The imprint of massive black-hole mergers on the correlation between nuclear clusters and their host galaxies

TL;DR

This study investigates how massive black-hole mergers influence the relationship between nuclear star clusters and their host galaxies, revealing increased scatter in correlations at high galaxy masses due to star ejection by black-hole binaries.

Contribution

It provides observational and theoretical evidence that black-hole mergers affect nuclear star cluster properties and their correlations with host galaxy mass, explaining reduced scatter in certain ratios.

Findings

Increased scatter in NSC scaling relations at high galaxy masses.

Star ejection by black-hole binaries causes this scatter.

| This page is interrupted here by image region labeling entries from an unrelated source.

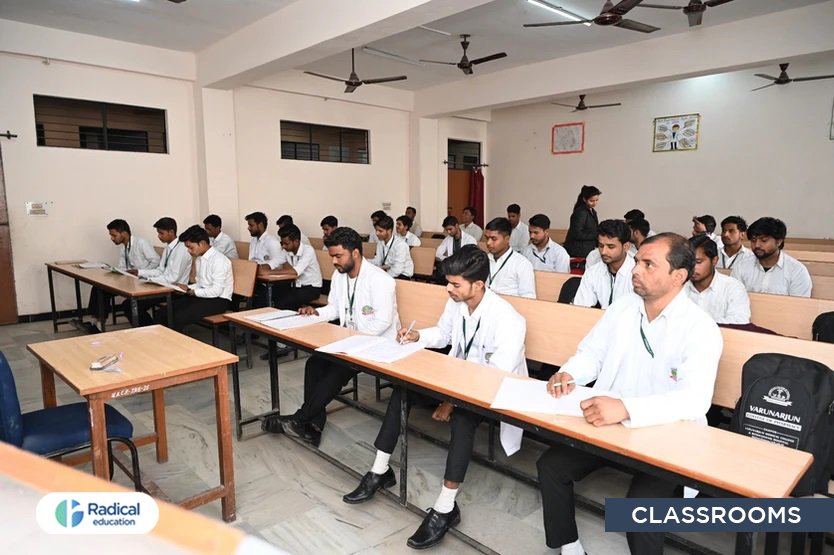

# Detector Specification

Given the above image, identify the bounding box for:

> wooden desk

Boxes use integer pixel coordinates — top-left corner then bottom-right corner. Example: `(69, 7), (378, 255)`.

(27, 326), (238, 521)
(46, 262), (173, 332)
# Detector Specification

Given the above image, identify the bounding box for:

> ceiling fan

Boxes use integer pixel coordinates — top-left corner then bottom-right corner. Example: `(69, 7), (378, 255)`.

(753, 64), (834, 91)
(524, 0), (660, 33)
(420, 35), (507, 75)
(304, 48), (408, 93)
(551, 94), (623, 112)
(640, 0), (733, 27)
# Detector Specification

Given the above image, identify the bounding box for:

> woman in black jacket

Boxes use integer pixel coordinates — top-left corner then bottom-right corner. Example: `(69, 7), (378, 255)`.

(565, 185), (602, 258)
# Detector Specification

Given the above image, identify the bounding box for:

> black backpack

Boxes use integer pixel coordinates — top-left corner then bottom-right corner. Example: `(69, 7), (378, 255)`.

(730, 353), (834, 497)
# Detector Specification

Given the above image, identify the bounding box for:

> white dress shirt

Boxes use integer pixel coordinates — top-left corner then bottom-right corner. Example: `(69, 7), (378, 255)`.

(524, 239), (570, 273)
(287, 243), (321, 287)
(419, 289), (527, 456)
(561, 290), (723, 427)
(188, 247), (234, 301)
(116, 235), (159, 270)
(573, 254), (634, 308)
(731, 252), (811, 297)
(209, 231), (239, 258)
(249, 232), (287, 270)
(139, 239), (193, 283)
(371, 233), (414, 277)
(487, 249), (536, 299)
(434, 231), (478, 260)
(684, 272), (750, 324)
(318, 261), (400, 339)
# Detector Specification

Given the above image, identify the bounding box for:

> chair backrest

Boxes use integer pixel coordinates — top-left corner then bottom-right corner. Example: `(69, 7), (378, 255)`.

(0, 352), (23, 447)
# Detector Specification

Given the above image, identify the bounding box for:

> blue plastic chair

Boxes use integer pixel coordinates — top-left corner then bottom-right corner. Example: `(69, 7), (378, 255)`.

(0, 352), (144, 491)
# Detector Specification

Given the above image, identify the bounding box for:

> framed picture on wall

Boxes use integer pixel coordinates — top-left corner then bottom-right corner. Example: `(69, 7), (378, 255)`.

(652, 114), (701, 152)
(550, 121), (585, 154)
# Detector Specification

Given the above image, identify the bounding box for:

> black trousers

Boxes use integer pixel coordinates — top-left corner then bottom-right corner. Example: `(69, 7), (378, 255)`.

(536, 445), (679, 555)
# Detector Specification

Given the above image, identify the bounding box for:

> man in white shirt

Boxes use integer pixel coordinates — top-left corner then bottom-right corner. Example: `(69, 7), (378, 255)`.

(342, 245), (527, 549)
(524, 214), (570, 273)
(460, 206), (484, 242)
(732, 217), (812, 297)
(156, 225), (234, 332)
(684, 235), (750, 324)
(504, 204), (530, 253)
(371, 216), (414, 279)
(537, 233), (723, 555)
(484, 218), (536, 299)
(573, 220), (634, 308)
(718, 216), (753, 270)
(261, 227), (400, 445)
(203, 214), (239, 259)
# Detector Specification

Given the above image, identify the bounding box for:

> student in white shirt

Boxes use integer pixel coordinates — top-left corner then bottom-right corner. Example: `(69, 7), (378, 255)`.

(394, 216), (423, 248)
(504, 204), (530, 253)
(524, 214), (570, 273)
(573, 220), (634, 308)
(732, 217), (812, 297)
(684, 235), (750, 324)
(261, 227), (400, 445)
(342, 245), (527, 549)
(537, 233), (723, 555)
(156, 225), (234, 332)
(460, 206), (484, 242)
(718, 216), (753, 269)
(203, 214), (239, 259)
(484, 218), (536, 299)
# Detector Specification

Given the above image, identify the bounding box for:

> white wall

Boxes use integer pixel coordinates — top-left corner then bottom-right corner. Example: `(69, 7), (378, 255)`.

(486, 55), (834, 237)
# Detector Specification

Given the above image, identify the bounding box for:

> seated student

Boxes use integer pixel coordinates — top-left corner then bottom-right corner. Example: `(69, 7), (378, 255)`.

(80, 219), (159, 333)
(684, 235), (750, 324)
(261, 227), (400, 445)
(394, 216), (423, 248)
(718, 216), (753, 269)
(156, 225), (234, 332)
(342, 245), (527, 549)
(484, 218), (536, 299)
(460, 206), (484, 242)
(524, 214), (570, 273)
(203, 214), (239, 259)
(573, 220), (634, 308)
(731, 217), (811, 297)
(536, 233), (723, 555)
(434, 216), (477, 260)
(371, 216), (414, 279)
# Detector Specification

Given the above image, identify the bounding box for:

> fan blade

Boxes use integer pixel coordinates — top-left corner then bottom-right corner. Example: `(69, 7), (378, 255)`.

(614, 19), (660, 33)
(362, 75), (408, 85)
(470, 52), (507, 66)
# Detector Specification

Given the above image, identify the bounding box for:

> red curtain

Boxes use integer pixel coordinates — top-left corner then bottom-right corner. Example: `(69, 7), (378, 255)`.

(469, 168), (484, 227)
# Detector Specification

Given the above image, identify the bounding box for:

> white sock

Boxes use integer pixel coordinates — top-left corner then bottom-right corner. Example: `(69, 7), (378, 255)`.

(434, 486), (458, 514)
(371, 451), (391, 474)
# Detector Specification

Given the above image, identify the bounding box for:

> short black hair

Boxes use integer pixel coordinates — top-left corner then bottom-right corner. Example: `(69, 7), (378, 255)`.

(597, 220), (631, 245)
(244, 212), (269, 229)
(527, 214), (550, 229)
(485, 217), (513, 235)
(324, 227), (362, 254)
(203, 214), (223, 227)
(440, 245), (489, 283)
(721, 216), (747, 232)
(641, 231), (695, 281)
(153, 217), (177, 233)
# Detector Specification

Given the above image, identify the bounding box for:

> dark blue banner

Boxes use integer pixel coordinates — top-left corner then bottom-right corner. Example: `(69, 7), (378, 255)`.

(605, 498), (834, 532)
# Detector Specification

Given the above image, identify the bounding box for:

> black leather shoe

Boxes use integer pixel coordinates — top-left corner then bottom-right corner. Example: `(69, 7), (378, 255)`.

(405, 503), (460, 549)
(342, 466), (397, 505)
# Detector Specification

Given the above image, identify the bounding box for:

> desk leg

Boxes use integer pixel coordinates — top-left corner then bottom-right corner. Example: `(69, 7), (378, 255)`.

(151, 389), (168, 463)
(214, 366), (237, 522)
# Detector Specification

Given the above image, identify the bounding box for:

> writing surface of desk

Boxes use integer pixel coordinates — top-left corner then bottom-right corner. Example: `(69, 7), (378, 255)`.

(26, 326), (238, 521)
(46, 262), (173, 332)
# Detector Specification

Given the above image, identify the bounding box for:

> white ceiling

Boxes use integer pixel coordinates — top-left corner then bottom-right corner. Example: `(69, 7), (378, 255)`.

(0, 0), (295, 51)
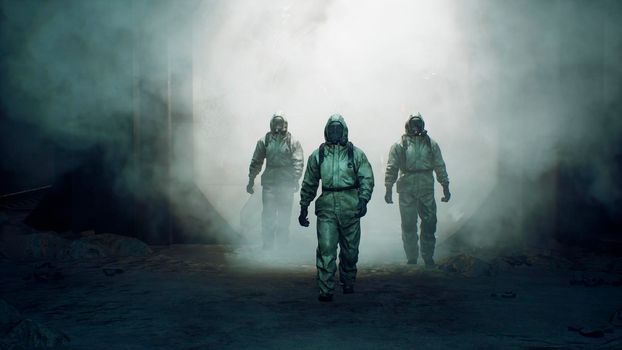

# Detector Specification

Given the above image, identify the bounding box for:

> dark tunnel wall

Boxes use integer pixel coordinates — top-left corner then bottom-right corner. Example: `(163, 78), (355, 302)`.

(0, 1), (235, 244)
(450, 1), (622, 249)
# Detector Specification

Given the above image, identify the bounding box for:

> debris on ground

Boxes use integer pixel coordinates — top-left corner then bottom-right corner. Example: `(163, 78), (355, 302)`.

(570, 272), (622, 287)
(69, 233), (153, 259)
(0, 228), (152, 261)
(24, 262), (65, 283)
(0, 299), (69, 349)
(438, 254), (494, 277)
(102, 267), (125, 277)
(568, 326), (613, 338)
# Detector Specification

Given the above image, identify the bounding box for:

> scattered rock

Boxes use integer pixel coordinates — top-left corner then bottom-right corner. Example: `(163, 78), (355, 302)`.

(69, 233), (153, 259)
(102, 267), (125, 277)
(25, 262), (65, 283)
(17, 232), (69, 260)
(570, 273), (622, 287)
(492, 254), (573, 271)
(0, 299), (69, 349)
(438, 254), (493, 277)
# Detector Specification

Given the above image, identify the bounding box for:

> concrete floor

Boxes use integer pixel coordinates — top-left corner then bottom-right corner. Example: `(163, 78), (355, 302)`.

(0, 245), (622, 350)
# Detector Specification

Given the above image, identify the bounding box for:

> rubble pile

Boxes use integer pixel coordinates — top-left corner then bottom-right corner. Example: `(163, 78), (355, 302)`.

(438, 254), (494, 277)
(0, 299), (69, 350)
(0, 222), (152, 260)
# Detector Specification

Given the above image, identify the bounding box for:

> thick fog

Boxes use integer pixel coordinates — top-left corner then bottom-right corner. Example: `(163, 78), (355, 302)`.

(2, 0), (622, 262)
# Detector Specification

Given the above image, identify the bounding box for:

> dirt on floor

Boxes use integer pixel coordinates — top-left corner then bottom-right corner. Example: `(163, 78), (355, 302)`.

(0, 245), (622, 350)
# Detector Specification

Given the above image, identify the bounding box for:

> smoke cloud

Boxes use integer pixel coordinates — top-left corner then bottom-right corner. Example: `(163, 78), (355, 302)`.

(2, 0), (622, 262)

Co-existence of MBHs and NSCs is supported by observations.

Abstract

A literature compilation of nuclear star cluster (NSC) masses is used to study the correlation between global and nuclear properties. A comparison of observational data to the predictions of semi-analytical galaxy formation models places constraints on the co-evolution of NSCs, massive black holes (MBHs) and host galaxies. Both data and theoretical predictions show an increased scatter in the NSC scaling correlations at high galaxy masses, and we show that this is due to the progressively more efficient ejection of stars from NSCs caused by MBH binaries in more massive stellar spheroids. Our results provide a natural explanation of why in nucleated galaxies hosting a MBH, the ratio (M_NSC+M_MBH)/M_bulge (with M_bulge the host spheroid's mass) shows significantly less scatter than M_NSC/M_bulge, and suggest that the formation of MBHs and NSCs are not mutually exclusive, as also supported by observations of co-existing systems. Both MBHs and NSCs represent generic products of galaxy formation, with NSCs being destroyed or modified by the merger evolution of their companion MBHs.